La Vanguardia

Antón Chéjov resucitado

- JOAN-ANTON BENACH

Anton Txèkhov

Autor, director y actor: Michael Pennington Lugar y fecha: Teatro de Salt. Temporada Alta (5/XII/2015) Para conmemorar el 80.º aniversari­o de la muerte de Antón Chéjov en 1984, el gran actor Michael Pennington (Cambridge, 1943) preparó un largo monólogo sobre la obra y los años de madurez del dramaturgo ruso, que estrenó en el National Theatre de Londres. Representa­do desde aquella fecha por toda la Gran Bretaña y por muchas ciudades europeas, las intermiten­tes reposicion­es de su texto, dirigidas por el propio Pennington, son para él “como el reencuentr­o de un viejo amigo”, según dice a menudo. El sábado, esta cálida identifica­ción entre personaje e intérprete, esparció por el teatro de Salt el calor de un testimonio que por su sabiduría y humanidad impregnada de ironía podíamos sentir muy próximo.
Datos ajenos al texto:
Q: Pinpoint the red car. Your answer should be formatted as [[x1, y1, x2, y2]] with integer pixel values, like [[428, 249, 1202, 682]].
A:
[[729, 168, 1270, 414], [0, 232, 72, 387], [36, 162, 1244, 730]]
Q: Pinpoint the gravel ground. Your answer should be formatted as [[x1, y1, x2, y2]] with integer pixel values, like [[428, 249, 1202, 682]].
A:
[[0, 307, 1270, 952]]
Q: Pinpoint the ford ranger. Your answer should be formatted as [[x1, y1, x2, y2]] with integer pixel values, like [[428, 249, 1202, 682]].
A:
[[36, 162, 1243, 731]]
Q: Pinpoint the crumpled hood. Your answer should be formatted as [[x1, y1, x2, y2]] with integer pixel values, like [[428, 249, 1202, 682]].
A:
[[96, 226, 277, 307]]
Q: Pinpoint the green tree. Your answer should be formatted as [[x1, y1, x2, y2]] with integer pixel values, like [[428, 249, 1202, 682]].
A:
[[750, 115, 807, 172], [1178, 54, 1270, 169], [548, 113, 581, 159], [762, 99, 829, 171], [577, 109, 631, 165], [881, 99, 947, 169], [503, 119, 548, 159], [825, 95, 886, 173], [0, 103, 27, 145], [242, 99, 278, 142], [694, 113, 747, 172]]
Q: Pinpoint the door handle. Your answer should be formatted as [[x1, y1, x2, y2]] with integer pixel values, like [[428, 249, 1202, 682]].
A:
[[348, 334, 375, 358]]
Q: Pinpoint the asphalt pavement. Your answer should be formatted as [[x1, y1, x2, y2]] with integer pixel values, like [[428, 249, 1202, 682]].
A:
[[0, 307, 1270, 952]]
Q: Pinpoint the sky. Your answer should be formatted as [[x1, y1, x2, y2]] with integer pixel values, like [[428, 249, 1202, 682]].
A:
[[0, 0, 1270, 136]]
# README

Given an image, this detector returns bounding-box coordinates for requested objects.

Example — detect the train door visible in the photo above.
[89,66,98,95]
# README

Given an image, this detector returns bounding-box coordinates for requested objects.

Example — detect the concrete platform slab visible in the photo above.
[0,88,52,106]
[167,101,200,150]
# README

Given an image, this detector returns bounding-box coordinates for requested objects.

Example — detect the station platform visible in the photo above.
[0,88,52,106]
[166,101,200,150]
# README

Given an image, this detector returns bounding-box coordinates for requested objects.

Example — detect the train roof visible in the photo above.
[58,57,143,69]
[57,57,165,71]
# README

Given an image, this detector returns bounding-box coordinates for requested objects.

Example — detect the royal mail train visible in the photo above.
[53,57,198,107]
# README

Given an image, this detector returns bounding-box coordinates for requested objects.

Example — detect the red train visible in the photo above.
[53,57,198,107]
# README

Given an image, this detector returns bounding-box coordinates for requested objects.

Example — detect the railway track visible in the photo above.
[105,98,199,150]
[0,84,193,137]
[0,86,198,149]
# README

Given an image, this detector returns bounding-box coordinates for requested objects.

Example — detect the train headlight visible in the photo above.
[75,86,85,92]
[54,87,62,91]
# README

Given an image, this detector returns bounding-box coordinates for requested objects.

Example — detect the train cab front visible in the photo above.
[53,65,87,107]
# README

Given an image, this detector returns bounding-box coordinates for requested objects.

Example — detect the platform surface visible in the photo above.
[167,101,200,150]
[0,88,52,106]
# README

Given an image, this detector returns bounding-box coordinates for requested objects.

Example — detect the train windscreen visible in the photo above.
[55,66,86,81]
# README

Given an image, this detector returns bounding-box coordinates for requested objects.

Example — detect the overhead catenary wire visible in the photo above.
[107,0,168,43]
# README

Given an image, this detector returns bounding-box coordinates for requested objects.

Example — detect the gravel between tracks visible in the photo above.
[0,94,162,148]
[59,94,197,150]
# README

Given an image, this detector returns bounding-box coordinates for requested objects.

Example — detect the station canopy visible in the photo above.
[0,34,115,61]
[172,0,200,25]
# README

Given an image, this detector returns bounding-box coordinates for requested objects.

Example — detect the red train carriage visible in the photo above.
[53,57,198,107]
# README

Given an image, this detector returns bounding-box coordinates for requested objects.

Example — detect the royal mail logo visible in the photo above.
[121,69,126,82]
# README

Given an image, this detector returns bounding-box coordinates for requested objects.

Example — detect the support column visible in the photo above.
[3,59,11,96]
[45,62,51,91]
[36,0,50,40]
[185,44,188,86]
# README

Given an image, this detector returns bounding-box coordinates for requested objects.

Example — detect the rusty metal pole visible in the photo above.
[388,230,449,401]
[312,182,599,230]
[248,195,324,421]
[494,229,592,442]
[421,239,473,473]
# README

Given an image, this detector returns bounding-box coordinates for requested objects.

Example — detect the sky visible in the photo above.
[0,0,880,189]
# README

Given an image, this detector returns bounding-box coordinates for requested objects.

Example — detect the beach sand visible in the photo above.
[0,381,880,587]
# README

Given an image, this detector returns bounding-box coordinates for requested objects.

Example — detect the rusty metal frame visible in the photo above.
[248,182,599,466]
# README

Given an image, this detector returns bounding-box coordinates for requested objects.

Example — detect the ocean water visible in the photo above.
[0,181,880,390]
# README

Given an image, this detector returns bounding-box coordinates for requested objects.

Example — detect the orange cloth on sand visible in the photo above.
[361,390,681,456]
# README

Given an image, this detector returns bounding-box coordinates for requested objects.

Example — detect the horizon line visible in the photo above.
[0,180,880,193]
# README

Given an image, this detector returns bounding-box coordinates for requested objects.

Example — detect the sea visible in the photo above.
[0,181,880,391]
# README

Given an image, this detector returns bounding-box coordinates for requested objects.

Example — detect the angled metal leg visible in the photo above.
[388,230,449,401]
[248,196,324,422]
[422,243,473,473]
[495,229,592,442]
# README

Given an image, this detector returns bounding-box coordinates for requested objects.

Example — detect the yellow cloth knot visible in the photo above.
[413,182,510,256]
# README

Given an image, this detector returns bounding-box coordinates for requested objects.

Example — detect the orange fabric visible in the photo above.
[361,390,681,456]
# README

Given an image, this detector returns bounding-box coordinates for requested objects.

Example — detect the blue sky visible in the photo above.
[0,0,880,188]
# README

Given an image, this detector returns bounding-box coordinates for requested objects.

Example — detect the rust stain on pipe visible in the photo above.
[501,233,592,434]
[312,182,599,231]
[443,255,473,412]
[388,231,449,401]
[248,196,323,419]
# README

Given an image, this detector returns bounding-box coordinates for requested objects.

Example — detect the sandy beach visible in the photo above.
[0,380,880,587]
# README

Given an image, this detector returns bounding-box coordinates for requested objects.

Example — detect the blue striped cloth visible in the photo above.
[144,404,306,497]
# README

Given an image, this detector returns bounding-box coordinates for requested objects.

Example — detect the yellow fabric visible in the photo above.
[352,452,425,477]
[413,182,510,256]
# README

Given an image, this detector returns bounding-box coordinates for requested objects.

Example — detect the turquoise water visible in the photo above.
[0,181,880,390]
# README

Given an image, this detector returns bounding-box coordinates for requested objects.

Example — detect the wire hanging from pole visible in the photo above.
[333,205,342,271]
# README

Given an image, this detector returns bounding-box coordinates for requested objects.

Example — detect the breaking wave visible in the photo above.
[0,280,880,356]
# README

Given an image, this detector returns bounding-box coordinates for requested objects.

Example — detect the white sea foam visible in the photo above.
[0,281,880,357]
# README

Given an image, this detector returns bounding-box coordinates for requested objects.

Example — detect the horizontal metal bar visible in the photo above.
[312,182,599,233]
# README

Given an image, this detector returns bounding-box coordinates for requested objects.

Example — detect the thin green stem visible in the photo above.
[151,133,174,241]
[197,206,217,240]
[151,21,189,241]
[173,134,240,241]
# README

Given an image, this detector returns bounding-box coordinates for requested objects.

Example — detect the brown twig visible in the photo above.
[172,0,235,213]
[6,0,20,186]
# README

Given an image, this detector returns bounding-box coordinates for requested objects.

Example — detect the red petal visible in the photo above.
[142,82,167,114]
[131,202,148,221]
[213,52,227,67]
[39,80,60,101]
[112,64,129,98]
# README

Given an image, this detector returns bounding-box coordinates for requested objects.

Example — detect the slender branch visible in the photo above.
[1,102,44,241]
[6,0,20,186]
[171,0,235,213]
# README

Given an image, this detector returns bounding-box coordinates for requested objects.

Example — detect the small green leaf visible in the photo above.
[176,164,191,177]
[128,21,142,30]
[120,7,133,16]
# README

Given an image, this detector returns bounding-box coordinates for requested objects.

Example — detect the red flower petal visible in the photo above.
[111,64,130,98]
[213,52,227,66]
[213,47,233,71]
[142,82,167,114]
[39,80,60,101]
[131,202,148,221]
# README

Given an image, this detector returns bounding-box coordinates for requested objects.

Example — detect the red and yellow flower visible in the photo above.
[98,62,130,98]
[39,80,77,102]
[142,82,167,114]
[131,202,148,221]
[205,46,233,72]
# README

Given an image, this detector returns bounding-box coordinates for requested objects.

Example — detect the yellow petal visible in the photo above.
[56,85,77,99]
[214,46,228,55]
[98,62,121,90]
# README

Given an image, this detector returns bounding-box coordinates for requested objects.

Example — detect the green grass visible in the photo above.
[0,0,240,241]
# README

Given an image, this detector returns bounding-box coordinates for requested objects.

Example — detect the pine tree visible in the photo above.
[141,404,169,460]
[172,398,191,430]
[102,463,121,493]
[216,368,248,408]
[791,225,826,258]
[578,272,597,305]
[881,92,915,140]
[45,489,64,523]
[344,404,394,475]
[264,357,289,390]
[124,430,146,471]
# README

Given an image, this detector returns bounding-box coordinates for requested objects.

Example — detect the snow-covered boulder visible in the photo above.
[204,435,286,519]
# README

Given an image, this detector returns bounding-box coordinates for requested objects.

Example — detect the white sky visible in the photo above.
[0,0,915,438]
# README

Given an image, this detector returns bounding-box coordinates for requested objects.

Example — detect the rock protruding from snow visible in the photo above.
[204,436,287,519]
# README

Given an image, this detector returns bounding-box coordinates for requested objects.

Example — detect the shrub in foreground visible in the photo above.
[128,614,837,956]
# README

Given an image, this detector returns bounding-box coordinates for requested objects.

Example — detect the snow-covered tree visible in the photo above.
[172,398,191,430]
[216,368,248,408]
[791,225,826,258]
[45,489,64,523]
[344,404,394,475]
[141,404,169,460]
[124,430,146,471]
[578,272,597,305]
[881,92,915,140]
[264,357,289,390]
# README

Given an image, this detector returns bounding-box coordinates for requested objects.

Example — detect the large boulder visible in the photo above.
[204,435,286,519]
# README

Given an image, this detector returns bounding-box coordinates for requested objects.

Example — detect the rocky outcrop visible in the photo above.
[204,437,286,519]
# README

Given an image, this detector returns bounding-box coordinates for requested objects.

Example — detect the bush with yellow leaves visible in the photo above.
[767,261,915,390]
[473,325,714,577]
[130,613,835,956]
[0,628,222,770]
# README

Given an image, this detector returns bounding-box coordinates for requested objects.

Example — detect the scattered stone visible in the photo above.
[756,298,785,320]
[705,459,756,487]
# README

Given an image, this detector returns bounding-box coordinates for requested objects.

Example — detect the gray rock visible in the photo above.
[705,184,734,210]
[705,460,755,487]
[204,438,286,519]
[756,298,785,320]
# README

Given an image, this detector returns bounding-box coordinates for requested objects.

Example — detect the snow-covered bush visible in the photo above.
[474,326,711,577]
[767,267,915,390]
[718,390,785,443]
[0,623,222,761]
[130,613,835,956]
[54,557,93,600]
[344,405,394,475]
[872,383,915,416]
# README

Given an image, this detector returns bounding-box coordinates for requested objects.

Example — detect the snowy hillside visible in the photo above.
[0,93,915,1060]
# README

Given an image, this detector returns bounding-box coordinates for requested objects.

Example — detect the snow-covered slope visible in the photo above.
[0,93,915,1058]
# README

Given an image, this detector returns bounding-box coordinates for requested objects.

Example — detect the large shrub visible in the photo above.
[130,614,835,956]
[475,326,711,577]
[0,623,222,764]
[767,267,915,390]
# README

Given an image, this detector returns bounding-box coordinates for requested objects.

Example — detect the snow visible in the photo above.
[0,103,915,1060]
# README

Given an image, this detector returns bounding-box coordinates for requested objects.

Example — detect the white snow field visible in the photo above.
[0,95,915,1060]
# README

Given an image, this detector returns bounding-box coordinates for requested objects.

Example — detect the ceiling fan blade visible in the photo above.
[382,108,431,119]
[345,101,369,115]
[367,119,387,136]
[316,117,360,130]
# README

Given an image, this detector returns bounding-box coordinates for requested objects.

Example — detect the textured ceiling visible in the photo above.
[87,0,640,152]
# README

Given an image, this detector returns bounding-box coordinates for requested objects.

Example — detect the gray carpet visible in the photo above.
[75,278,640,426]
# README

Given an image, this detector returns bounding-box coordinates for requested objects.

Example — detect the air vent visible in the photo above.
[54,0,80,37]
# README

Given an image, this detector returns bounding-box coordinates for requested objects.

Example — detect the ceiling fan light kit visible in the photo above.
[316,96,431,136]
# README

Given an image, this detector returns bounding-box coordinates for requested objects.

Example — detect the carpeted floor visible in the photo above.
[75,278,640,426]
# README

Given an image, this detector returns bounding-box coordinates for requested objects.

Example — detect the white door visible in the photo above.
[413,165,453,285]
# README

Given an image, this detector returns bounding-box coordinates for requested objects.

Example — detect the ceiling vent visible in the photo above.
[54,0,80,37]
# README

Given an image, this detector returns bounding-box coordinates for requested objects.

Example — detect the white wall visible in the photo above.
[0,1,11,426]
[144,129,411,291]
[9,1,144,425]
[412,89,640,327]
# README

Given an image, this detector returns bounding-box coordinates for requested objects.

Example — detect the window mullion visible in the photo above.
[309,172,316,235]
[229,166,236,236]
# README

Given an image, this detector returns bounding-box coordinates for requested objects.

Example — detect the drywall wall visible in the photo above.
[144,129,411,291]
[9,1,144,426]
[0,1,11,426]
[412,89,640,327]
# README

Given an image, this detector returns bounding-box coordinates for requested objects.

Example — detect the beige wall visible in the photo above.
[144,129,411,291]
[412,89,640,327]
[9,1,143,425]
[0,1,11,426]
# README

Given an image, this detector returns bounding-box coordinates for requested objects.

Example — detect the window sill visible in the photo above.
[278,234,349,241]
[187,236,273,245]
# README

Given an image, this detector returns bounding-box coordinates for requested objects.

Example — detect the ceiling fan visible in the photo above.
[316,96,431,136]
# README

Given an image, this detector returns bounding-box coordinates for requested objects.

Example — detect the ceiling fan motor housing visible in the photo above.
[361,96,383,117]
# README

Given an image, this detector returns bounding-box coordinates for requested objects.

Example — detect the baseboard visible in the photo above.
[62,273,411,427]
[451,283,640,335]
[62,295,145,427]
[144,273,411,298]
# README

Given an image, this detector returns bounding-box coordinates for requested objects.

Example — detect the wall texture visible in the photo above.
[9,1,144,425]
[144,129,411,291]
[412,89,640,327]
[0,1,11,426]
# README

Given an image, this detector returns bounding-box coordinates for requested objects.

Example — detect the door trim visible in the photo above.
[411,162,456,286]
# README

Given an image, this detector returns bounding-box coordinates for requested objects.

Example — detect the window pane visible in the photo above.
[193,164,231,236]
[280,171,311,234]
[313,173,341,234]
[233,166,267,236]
“Querría ser un artista libre y nada más”, confesó Antón Chéjov (1860-1904) hacia el final de su vida, a modo de conclusión de unas confidenci­as como escritor y autor teatral. Y Pennington la subraya con un énfasis contenido pero claro y preciso. La formulació­n de aquel deseo delataba la modestia del dramaturgo, el cual obviaba la calificaci­ón de su obra como autor teatral, tanto como la de cuentista que le dio, esta última, una gran fama y prestigio. A pesar de estar casado con la actriz Olga Knipper, Chéjov, como es sabido, no escatimó declaracio­nes reveladora­s de los recelos que mantenía en relación con el teatro, una actividad en manos de unos profesiona­les, a los cuales, más de una vez, criticó con dureza.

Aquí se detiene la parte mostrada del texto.